A Las Vegas city councilman is defending his admittedly foul mouth -- specifically the insulting language he used to describe a local developer. It's the latest volley in the battle over Badlands.
"If I think somebody's a jerk, I'll tell them. If I have to add a few adjectives to emphasize it..."
On TV, we can't say or show the adjectives Councilman Bob Coffin used to describe developer Yohan Lowie.
Coffin's comments were captured in correspondence with a Queensridge homeowner, sent from Coffin's personal email.
"On an email or a text message to someone -- particularly someone who needs to hear that someone feels the same way they do -- then I think that it's... really, I don't care what I say," Coffin said.
In that August email, also sent to the mayor and council, Coffin writes that Lowie "appears to be in the grip of several mental disorders."
Coffin says he used his personal email with the assumption that the exchange would be kept private.
"You know what? You can call somebody anything you want in that kind of venue," Coffin said.
But his emails and text messages became public as part of the ongoing battle over the defunct Badlands golf course, which Darcy Spears first reported last Friday .
Lowie owns the land, which is zoned for residential development, but some Queensridge homeowners want it preserved as open space and so far, the council has denied all of Lowie's building permit applications.
Some opponents of the development spoke out in a city hearing Monday, urging the council to adopt a new open space ordinance.
One woman who spoke during a public comment period said, "If this ordinance was in place, developers wouldn't buy open space and wouldn't buy golf courses thinking that they were going to turn a huge profit on the backs of the homeowners and at the expense of the homeowners."
"Even though the property is zoned for residential. Even though those homeowners said in the documents they signed when they bought their residences that they had no rights to the golf course," points out Lowie's lawyer, Mark Hutchison, who is also Nevada's lieutenant governor.
"You've got people who are simply abusing their power on the city council," Hutchison said.
Coffin denies that, saying homeowners who oppose the development must be protected.
"People who are being encroached upon by a small, fine print item -- and God knows who reads all the fine print -- it just doesn't have the ring of fairness."
Lowie and his lawyers say the city's approach has been patently unfair, accusing Coffin of bias and prejudice for calling the developer a "crazy Israeli" in a text message.
"Crazy Israeli is a joke," said Coffin. "Crazy Israeli is a t-shirt slogan. It's quite popular. It just rhymes and that is not a pejorative term."
Coffin also said this to Lowie during the Feb. 15, 2017 city council meeting: "You have rights, but you've got to stop treating these people like a bunch of unruly Palestinians getting thrown -- you know -- a concrete block settlement thrown into their land right there."
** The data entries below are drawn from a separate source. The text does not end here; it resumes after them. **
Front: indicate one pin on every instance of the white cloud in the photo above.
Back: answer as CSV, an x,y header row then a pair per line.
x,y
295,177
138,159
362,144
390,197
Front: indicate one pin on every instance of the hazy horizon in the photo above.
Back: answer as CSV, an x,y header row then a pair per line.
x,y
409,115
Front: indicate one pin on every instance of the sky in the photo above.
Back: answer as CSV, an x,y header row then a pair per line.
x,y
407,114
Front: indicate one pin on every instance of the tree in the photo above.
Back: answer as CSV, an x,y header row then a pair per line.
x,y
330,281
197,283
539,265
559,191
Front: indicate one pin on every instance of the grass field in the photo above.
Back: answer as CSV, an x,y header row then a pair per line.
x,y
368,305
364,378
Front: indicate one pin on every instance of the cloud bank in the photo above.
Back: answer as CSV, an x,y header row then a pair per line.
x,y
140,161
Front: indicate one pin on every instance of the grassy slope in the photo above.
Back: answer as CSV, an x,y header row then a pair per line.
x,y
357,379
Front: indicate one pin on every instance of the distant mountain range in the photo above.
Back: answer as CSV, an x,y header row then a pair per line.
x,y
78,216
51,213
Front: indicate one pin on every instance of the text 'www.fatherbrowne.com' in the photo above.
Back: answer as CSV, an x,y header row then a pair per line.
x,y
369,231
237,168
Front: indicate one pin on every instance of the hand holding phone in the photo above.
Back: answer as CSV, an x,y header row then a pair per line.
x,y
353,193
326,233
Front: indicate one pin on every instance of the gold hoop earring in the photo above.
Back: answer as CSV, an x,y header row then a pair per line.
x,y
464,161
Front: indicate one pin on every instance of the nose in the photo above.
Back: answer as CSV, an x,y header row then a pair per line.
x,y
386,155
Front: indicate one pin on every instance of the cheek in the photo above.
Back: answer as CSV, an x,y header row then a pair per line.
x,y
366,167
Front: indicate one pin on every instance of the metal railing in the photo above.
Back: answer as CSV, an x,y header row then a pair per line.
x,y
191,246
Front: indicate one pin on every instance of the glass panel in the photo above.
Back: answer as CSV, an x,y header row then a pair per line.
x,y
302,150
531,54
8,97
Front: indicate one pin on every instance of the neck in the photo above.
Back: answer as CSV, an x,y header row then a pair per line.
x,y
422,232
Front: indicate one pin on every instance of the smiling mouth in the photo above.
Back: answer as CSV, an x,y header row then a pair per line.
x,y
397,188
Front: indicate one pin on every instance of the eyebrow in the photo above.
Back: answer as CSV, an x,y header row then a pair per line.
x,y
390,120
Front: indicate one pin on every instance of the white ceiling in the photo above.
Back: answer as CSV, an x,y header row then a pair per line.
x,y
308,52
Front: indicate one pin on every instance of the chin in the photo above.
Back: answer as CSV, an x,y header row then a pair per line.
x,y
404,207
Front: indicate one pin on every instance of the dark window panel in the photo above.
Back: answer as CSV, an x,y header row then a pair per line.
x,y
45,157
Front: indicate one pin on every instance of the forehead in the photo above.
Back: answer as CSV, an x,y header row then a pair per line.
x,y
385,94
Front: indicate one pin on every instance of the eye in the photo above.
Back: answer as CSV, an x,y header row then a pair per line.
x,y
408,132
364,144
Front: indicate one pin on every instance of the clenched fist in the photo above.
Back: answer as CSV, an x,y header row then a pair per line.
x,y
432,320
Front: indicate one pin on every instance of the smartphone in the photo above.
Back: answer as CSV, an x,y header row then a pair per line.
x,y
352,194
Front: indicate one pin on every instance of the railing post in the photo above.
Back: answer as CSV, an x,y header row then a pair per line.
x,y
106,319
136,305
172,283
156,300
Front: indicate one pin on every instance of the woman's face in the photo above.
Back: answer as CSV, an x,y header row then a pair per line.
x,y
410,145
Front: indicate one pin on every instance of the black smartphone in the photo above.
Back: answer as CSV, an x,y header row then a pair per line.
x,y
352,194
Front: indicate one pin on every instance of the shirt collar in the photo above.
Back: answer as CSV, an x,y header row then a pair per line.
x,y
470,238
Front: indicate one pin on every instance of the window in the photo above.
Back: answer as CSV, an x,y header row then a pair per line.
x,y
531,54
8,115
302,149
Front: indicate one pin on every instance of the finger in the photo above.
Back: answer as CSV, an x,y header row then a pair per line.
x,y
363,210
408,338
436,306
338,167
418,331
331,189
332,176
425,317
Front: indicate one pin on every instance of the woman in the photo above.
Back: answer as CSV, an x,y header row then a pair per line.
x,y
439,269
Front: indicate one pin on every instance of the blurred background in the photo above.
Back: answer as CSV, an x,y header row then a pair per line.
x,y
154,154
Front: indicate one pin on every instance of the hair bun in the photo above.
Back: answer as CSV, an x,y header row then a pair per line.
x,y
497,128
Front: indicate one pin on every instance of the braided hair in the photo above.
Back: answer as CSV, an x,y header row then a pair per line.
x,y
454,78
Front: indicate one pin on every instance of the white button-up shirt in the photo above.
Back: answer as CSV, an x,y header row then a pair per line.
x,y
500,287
Coffin says that was a joke too, but Lowie isn't laughing. He calls it "a very sad commentary."
Lowie also points to a text message Coffin sent where he calls Lowie "scum" and asks if there's "intel" on him, writing "dirt will be handy if I need to get rough."
"Well, I know that they've gotten pretty dirty with me with this idea of calling me anti-Semitic in a town that I grew up with Jews since childhood," Coffin said.
We questioned Coffin about whether he could get past the mudslinging.
"Do you believe that your feelings toward Lowie color your ability to vote impartially on any matter that he brings before the council?" Darcy Spears asked.
"No," Coffin answered. "In fact, I have voted for a number of items that he has proposed."
He cites the downtown court building and a future expansion of Tivoli Village as examples.
"I may feel that he has run roughshod over the people, but that doesn't mean that he doesn't have good projects. He might. This particular case is just different," Coffin explained.
The questions about Badlands will ultimately be answered in court.
The battle has already cost taxpayers more than $716,500.
As for the open space ordinance, the city council will most likely vote on that on Nov. 7.